First, I note that the pie chart on page xi, "Distribution of Current Spending by Function", shows 60.5% of current spending goes to instruction. This nicely shows that the "65% solution" we discussed recently is a very modest proposal, indeed.
On page xii we discover that MI spends $9,072 annually per pupil, while NY spends $12,930. This is a good start. As I wrote previously, these numbers have to be made comparable. Sometime today I hope to pop into my local McDonald's and learn the going price of a Big Mac (I will also get the price of their "value meal"). Please do the same by you.
> NY is essentially tied for the highest spending per >pupil in the US. That of course is a State value. I'm >sure that the wealthy NYC suburbs pay significantly >more.
That is certainly true. But, as I wrote earlier, while this is all good clean fun, and I definitely want to pursue this line of inquiry a little further, one essential fact remains clear: every municipality spends a large part of its wealth on its schools. Poorer communities spend less in absolute dollars, richer communities spend more, but in both cases it appears that education is the single largest budget item, by far, accounting for 30% to 60% of all expenditures. By the way, if you want to know what all that extra education money buys those rich suburban communities, consider http://www.nytimes.com/2006/11/13/nyregion/13private.html?ref=education "Leaving the City for the Schools, and Regretting It"

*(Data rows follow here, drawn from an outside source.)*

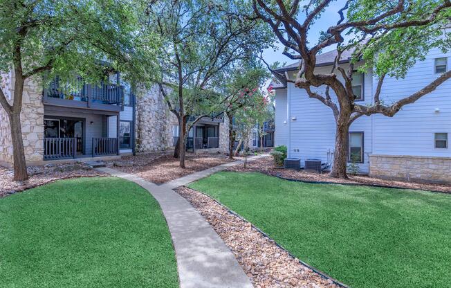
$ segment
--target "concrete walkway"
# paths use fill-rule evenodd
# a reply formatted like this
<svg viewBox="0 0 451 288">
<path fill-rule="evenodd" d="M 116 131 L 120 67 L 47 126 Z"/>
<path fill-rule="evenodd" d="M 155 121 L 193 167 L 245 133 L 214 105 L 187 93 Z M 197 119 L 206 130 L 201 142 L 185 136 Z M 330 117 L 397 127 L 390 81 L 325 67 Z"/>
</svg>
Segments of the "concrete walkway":
<svg viewBox="0 0 451 288">
<path fill-rule="evenodd" d="M 265 156 L 250 157 L 248 161 Z M 172 190 L 240 163 L 241 161 L 223 164 L 161 186 L 111 168 L 97 170 L 136 183 L 158 201 L 172 237 L 181 288 L 252 288 L 249 278 L 212 226 Z"/>
</svg>

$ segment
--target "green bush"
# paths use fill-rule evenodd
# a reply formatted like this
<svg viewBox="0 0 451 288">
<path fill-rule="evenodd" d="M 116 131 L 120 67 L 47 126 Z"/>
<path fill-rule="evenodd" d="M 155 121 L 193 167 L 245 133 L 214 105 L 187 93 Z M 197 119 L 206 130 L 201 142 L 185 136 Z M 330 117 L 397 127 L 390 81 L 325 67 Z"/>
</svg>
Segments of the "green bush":
<svg viewBox="0 0 451 288">
<path fill-rule="evenodd" d="M 271 155 L 274 158 L 274 164 L 276 166 L 283 166 L 284 161 L 286 158 L 287 148 L 284 145 L 274 148 Z"/>
</svg>

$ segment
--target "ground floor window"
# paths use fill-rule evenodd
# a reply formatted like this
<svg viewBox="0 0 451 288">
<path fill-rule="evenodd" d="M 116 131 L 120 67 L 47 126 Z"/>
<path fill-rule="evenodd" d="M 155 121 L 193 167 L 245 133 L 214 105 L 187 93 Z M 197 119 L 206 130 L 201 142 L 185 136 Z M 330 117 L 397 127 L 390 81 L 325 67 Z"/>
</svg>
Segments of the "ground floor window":
<svg viewBox="0 0 451 288">
<path fill-rule="evenodd" d="M 363 132 L 349 132 L 348 161 L 363 163 Z"/>
<path fill-rule="evenodd" d="M 121 148 L 131 147 L 131 121 L 119 123 L 119 142 Z"/>
<path fill-rule="evenodd" d="M 180 129 L 178 127 L 178 125 L 173 125 L 172 126 L 172 136 L 173 137 L 178 137 L 179 132 L 180 132 Z"/>
<path fill-rule="evenodd" d="M 436 148 L 448 148 L 448 133 L 436 133 L 434 141 Z"/>
</svg>

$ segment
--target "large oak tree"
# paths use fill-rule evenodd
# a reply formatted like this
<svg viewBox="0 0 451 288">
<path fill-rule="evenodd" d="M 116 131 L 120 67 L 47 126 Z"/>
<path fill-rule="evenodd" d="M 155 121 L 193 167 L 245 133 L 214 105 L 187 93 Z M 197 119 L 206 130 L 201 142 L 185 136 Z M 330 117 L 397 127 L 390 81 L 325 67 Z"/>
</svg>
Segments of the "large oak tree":
<svg viewBox="0 0 451 288">
<path fill-rule="evenodd" d="M 15 180 L 28 179 L 20 119 L 25 82 L 42 80 L 44 73 L 48 79 L 78 73 L 94 82 L 110 69 L 145 75 L 155 38 L 144 42 L 137 37 L 138 6 L 138 1 L 0 0 L 0 75 L 14 74 L 12 104 L 1 89 L 0 103 L 11 128 Z"/>
<path fill-rule="evenodd" d="M 451 71 L 445 71 L 423 89 L 394 103 L 380 99 L 386 76 L 404 77 L 416 61 L 425 59 L 432 48 L 449 51 L 449 0 L 347 0 L 338 2 L 342 3 L 340 8 L 331 8 L 331 3 L 338 4 L 332 0 L 252 0 L 252 3 L 256 17 L 271 27 L 285 46 L 283 54 L 300 61 L 295 78 L 288 81 L 331 109 L 336 122 L 333 177 L 347 177 L 347 143 L 353 121 L 376 114 L 392 117 L 403 107 L 414 103 L 451 78 Z M 335 9 L 340 20 L 324 31 L 317 43 L 310 44 L 307 37 L 312 26 L 322 21 L 324 12 L 331 9 Z M 317 73 L 317 56 L 329 47 L 338 50 L 334 64 L 329 73 Z M 351 56 L 346 65 L 342 57 L 345 51 Z M 355 101 L 352 80 L 356 70 L 371 71 L 378 78 L 373 101 L 367 105 Z M 320 86 L 326 87 L 324 93 L 313 91 L 312 87 Z M 336 98 L 331 95 L 331 90 Z"/>
<path fill-rule="evenodd" d="M 151 1 L 146 10 L 143 29 L 163 41 L 160 74 L 154 81 L 178 121 L 181 168 L 189 131 L 221 107 L 217 85 L 234 63 L 269 45 L 267 26 L 240 16 L 251 10 L 234 0 L 160 0 Z"/>
</svg>

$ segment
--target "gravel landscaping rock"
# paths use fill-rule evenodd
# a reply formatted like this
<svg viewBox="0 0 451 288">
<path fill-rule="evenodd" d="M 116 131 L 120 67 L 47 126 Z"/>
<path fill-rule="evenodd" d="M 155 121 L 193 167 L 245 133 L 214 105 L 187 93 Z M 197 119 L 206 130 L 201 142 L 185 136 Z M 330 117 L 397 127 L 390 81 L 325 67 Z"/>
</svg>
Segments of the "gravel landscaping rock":
<svg viewBox="0 0 451 288">
<path fill-rule="evenodd" d="M 121 160 L 109 162 L 107 166 L 114 166 L 122 172 L 162 184 L 227 162 L 230 162 L 227 156 L 219 154 L 187 154 L 185 162 L 186 168 L 182 169 L 178 166 L 178 159 L 172 156 L 172 152 L 167 152 L 125 156 Z"/>
<path fill-rule="evenodd" d="M 420 189 L 451 193 L 451 185 L 449 184 L 405 182 L 401 181 L 372 178 L 365 175 L 349 175 L 349 179 L 344 180 L 331 178 L 329 177 L 329 174 L 327 173 L 317 174 L 305 172 L 304 170 L 296 171 L 291 169 L 276 168 L 273 162 L 273 158 L 270 156 L 256 159 L 255 161 L 249 163 L 246 169 L 243 168 L 242 165 L 238 165 L 230 167 L 228 168 L 227 170 L 234 172 L 259 172 L 277 177 L 306 181 L 377 185 L 380 186 L 396 187 L 406 189 Z"/>
<path fill-rule="evenodd" d="M 39 186 L 59 179 L 94 176 L 107 176 L 83 163 L 46 164 L 27 168 L 29 179 L 25 181 L 14 181 L 14 170 L 0 167 L 0 197 Z"/>
<path fill-rule="evenodd" d="M 212 225 L 257 288 L 338 287 L 290 255 L 250 223 L 208 196 L 185 187 L 176 190 Z"/>
</svg>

We, as a society, spend a ton of money on schools. You and your friends have to accept that there is no more where that came from. Either you accept that what we now have is all there is, or you will have to think of another way to organize our schools. There is no escaping the evident fact that the public schools, as they are now constituted, are a dinosaur in the sense that they are at the end of an evolutionary line. They have taken us as far as they can. They did yeoman's work in the days when being able to sign your own name was a great literary achievement, but now that we demand ever so much more from education, it is perfectly clear that the system we have cannot deliver. There has to be another way.
Quite possibly, no one yet knows what that other way is. I have my own ideas, naturally, but I would not be surprised or offended if I turn out to be wrong. What I am sure is right is that the only way we are ever going to discover the right approach is to allow experimentation.
The only approach that is certainly wrong is to insist on keeping things as they are. Every dollar we spend on the current system is (a) a vote of confidence in the current system, and (b) sucks the life out of any possible alternative (money being a scarce resource, and all). Indeed, I think that by the time a municipality spends 50% of all its revenues on its existing schools, they have effectively pre-empted all possibilities for innovation (there is simply not enough left over).
That is why I take the view exactly contrary to yours. I believe the biggest mistake we can make is to pump yet more money into the existing system. On the contrary, what we desperately need, above all else, is to make some non-trivial amount of money available to alternative efforts at organizing education.